Renaud désire ardemment se trouver à côté de Roland dans ce combat ; mais il est bien éloigné du champ de bataille. Tous les dix milles, il change de chevaux et de guides, et court à bride abattue. Il passe le Rhin à Constance, et, comme en volant, il traverse les Alpes et arrive en Italie. Laissant derrière lui Vérone et Mantoue, il atteint le Pô, et le passe en toute hâte.
Déjà le soleil touchait au terme de sa course, déjà la première étoile apparaissait au ciel, et Renaud, debout près de la rive, se demandait s’il devait changer de cheval, ou se reposer en ce lieu, jusqu’à ce que les ténèbres se fussent dissipées devant la belle aurore, lorsqu’il vit venir à lui un chevalier à l’aspect et aux manières pleins de courtoisie.
Celui-ci, après l’avoir salué, lui demanda poliment s’il était marié. Renaud lui dit : « — Je suis en effet soumis au joug conjugal. — » Mais en lui-même il s’étonnait de cette demande, lorsque son interlocuteur ajouta : « — Je me réjouis qu’il en soit ainsi. — » Puis, pour lui expliquer ses paroles, il dit : « — Je te prie d’avoir pour agréable d’accepter ce soir l’hospitalité chez moi.
« Je te ferai voir une chose que doit volontiers connaître quiconque a femme à son côté. — » Renaud, autant parce qu’il voulait se reposer, fatigué qu’il était d’avoir couru, autant par le désir inné qu’il avait toujours eu de voir et d’entendre de nouvelles aventures, accepta l’offre du chevalier, et le suivit.

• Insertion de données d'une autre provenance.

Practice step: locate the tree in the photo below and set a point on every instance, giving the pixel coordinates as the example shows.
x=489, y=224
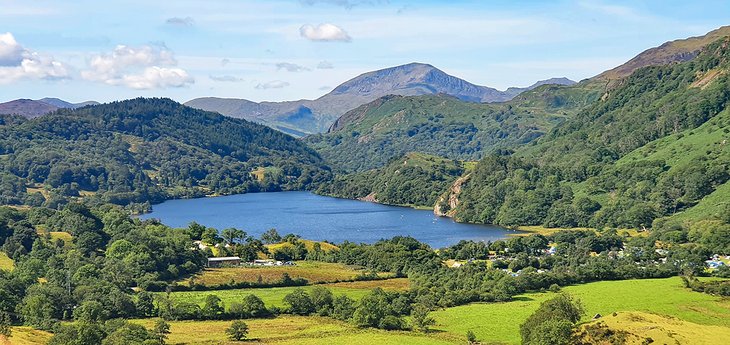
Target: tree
x=271, y=236
x=253, y=306
x=343, y=307
x=322, y=299
x=299, y=302
x=421, y=319
x=145, y=304
x=213, y=307
x=232, y=235
x=552, y=322
x=238, y=330
x=5, y=324
x=471, y=338
x=161, y=330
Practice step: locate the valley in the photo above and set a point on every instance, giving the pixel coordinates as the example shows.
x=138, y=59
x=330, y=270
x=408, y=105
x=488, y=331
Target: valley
x=405, y=205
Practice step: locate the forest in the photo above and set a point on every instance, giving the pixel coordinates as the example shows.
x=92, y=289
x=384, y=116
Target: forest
x=144, y=151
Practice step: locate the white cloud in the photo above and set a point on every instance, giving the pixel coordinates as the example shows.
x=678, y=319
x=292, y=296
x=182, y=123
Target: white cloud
x=348, y=4
x=274, y=84
x=145, y=67
x=186, y=22
x=325, y=65
x=291, y=67
x=17, y=62
x=623, y=12
x=324, y=32
x=225, y=78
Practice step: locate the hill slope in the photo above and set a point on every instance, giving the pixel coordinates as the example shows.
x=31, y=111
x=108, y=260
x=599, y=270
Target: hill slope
x=146, y=150
x=391, y=126
x=33, y=108
x=315, y=116
x=669, y=52
x=654, y=146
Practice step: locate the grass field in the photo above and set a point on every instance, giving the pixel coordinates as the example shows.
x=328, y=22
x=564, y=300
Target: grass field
x=500, y=322
x=6, y=263
x=275, y=296
x=662, y=329
x=294, y=330
x=314, y=272
x=307, y=244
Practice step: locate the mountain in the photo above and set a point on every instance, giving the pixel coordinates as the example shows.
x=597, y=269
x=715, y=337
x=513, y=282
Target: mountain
x=669, y=52
x=653, y=152
x=34, y=108
x=63, y=104
x=27, y=108
x=369, y=136
x=415, y=179
x=146, y=150
x=315, y=116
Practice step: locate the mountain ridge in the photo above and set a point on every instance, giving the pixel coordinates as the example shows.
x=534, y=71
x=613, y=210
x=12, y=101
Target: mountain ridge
x=30, y=108
x=315, y=116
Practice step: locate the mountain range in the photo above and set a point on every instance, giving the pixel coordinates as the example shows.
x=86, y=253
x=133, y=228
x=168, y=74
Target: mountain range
x=33, y=108
x=315, y=116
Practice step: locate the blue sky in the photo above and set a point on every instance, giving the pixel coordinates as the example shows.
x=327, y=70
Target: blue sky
x=284, y=50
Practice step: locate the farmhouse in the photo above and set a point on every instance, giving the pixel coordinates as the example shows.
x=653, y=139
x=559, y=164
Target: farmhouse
x=228, y=261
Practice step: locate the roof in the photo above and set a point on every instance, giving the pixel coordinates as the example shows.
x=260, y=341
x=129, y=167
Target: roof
x=226, y=258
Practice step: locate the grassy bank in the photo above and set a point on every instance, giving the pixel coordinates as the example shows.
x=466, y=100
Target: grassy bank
x=500, y=322
x=314, y=272
x=275, y=296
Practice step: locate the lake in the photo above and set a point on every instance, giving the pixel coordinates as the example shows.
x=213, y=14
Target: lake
x=320, y=218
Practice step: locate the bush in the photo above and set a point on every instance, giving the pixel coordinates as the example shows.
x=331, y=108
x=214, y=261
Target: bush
x=238, y=330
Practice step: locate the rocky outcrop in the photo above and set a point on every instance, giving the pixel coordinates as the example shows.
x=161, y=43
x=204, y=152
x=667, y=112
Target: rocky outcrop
x=447, y=203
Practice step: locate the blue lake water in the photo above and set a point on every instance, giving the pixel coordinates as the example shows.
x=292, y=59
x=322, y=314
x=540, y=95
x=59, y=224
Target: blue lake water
x=320, y=218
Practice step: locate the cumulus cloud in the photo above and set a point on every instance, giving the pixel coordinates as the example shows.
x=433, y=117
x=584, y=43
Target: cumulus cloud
x=291, y=67
x=17, y=62
x=324, y=32
x=348, y=4
x=186, y=22
x=145, y=67
x=274, y=84
x=225, y=78
x=325, y=65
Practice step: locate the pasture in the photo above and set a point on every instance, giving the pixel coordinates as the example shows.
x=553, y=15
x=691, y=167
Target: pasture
x=275, y=296
x=314, y=272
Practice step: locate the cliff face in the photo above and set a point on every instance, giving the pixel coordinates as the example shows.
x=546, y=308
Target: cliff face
x=447, y=204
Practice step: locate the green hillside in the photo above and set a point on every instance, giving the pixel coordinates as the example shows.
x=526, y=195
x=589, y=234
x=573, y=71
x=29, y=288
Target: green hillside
x=654, y=146
x=373, y=134
x=145, y=150
x=415, y=179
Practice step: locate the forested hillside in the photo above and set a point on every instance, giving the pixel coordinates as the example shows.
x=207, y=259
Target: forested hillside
x=144, y=150
x=654, y=146
x=415, y=179
x=371, y=135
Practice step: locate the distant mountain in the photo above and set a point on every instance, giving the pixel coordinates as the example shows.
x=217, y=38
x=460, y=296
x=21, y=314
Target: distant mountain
x=66, y=105
x=27, y=108
x=370, y=135
x=315, y=116
x=33, y=108
x=669, y=52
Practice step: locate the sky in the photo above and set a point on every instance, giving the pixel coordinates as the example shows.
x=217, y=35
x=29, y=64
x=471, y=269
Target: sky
x=277, y=50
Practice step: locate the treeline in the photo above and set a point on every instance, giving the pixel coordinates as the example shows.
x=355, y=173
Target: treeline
x=146, y=150
x=109, y=254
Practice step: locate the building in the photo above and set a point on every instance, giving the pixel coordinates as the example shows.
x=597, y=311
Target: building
x=224, y=261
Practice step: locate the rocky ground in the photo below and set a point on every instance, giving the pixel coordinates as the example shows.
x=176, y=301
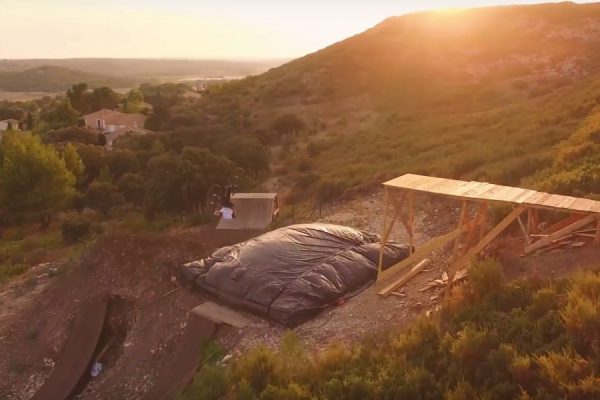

Ils sortirent de la route à une portée d’arc, et se trouvèrent devant un grand palais, d’où accoururent un grand nombre d’écuyers avec des torches allumées, qui projetèrent autour d’eux une grande clarté. Renaud, étant entré, jeta les regards autour de lui, et vit un palais comme on en voit rarement, admirablement construit et distribué, et trop vaste pour servir de demeure à un homme de condition privée.
La riche voûte de la porte d’entrée était toute en serpentine et en dur porphyre. La porte elle-même était en bronze, et ornée de figures qui semblaient respirer et remuer les lèvres. On passait ensuite sous un arc de triomphe, où un mélange de mosaïques flattait agréablement les yeux. De là partait une cour carrée, dont chaque côté avait cent brasses de long.
Chaque côté de cette cour était bordé de pavillons ayant chacun une porte spéciale. Les portes étaient séparées par des arcades d’égale grandeur, mais de formes variées. Chaque arcade pouvait facilement donner accès à un sommier avec sa charge, et conduisait à un escalier d’où l’on pénétrait dans une salle par une arcade supérieure.
Les arcades supérieures dépassaient l’alignement général de façon à recouvrir les portes. Chacune d’elles était soutenue par deux colonnes, l’une de bronze, l’autre de roche. Il serait trop long de vous faire une entière description des pavillons de la cour, et de vous parler, en outre, de ce que l’on apercevait au-dessus du sol, des souterrains que le maître de ce palais avait fait construire sous tous les bâtiments.
Les hautes colonnes avec leurs chapiteaux en or incrustés de pierreries ; les marbres étrangers sculptés de mille manières par une main habile ; les peintures et les stucs, et une foule d’autres ornements, dont la plupart étaient dérobés aux regards par l’obscurité, indiquaient que les richesses réunies de deux rois n’avaient pas dû suffire à bâtir un tel édifice.
Parmi les ornements magnifiques qui ornaient en profusion cette riante demeure, il y avait une fontaine qui répandait ses eaux fraîches et abondantes par une foule de petites rigoles. C’est là que les serviteurs avaient dressé les tables, droit au milieu de la cour. On l’apercevait des quatre portes du principal corps de bâtiment.